Liebaert: “Misschien wel, al was het navigeren heel anders dan in de Dakar Rally – waardoor ik ook een paar fouten heb gemaakt die mij veel tijd hebben gekost. In Dakar startte ik bijvoorbeeld altijd in de tweede helft, waardoor er al veel sporen liggen en het navigeren aanvankelijk meevalt. Nu vertrok ik steeds in de Top 10, dus moet je meteen op scherp staan. De combinatie van grote pistes en weinig voorgangers was niet altijd ideaal. Op een bepaald moment reed ik meteen na de eerste drie in de race, en heb ik de fout gemaakt om af te gaan op hun traject, op een moment dat ik twijfelde. Zij hebben die dag een uur verloren, ik had gelukkig na een kwartier door dat ik op de verkeerde piste zat. Een fout is zo snel gemaakt. Jammer genoeg – voor mij althans – was het eigenlijk maar in twee à drie stages van de twaalf echt lastig om te navigeren, wat in mijn voordeel had kunnen zijn. Ik had niet de snelheid van de toppers, maar heb al navigerend wel veel goedgemaakt.”
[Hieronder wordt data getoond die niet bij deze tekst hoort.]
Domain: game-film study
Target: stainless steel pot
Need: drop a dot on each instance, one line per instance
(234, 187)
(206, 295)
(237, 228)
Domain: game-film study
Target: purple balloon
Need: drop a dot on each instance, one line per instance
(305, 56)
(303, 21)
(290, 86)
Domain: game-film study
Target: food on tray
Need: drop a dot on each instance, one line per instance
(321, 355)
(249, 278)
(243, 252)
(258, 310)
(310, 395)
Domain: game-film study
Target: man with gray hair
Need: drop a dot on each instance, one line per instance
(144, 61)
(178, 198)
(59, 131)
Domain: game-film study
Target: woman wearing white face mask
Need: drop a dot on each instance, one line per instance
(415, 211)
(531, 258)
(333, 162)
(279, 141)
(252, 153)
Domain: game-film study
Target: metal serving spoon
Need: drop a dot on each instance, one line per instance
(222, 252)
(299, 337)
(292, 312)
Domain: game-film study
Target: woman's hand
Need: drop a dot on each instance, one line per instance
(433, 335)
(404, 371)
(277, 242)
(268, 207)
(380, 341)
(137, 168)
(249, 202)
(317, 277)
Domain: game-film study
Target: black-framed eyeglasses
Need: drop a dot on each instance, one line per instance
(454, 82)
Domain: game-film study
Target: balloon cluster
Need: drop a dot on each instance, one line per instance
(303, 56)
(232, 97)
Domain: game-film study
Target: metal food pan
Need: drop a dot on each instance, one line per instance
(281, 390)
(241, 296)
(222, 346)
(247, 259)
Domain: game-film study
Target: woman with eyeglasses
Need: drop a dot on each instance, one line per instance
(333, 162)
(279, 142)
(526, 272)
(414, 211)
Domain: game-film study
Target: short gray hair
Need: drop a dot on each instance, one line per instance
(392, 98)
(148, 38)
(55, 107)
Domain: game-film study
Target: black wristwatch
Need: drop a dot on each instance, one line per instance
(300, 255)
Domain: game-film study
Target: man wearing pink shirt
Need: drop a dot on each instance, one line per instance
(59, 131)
MN: Op welke vlakken heb je stappen gezet, naar jouw gevoel?
Liebaert: “Ik ben nu sowieso sneller dan in de Dakar Rally – makkelijk 5 à 10 procent sneller. Niet dat ik al in de buurt kom van de fabrieksrijders, hé. Maar ik heb er minder problemen mee om hard te gaan. Een top 50 in de Dakar Rally zou, in theorie, haalbaar moeten zijn, naar mijn aanvoelen. Al spreek ik mij niet graag uit over toekomstige rally’s en de bijbehorende ambities, omdat je nooit weet wie meedoet en wat er tijdens de race gebeurt. Kijk naar wat er met een topper als Pol Tarres is gebeurd tijdens de AER…”
MN: In de Dakar Rally reed je met een KTM 450 Rally Replica – ben je ook met die motor aan de start van de Africa Eco Race gekomen?
Liebaert: “Ja en neen. ‘t Is exact hetzelfde type motor, maar de motor van Dakar had er intussen 350 pure rally-uren op zitten. Hoewel die motor eigenlijk nog perfect was, wilde ik liever het risico niet nemen om nog eens 80 uren keiharde rally te rijden. Ik heb een nieuwere tweedehands motor gekocht, met minder draaiuren. Voor mij is de KTM 450 Rally Replica trouwens echt een perfecte motor – meer kan je je als ‘amateur’-rallyrijder echt niet wensen. Dat ding kan zoveel hebben, en gaat niet kapot, wat je ook probeert. Je zou écht al je best moeten doen!” (lacht)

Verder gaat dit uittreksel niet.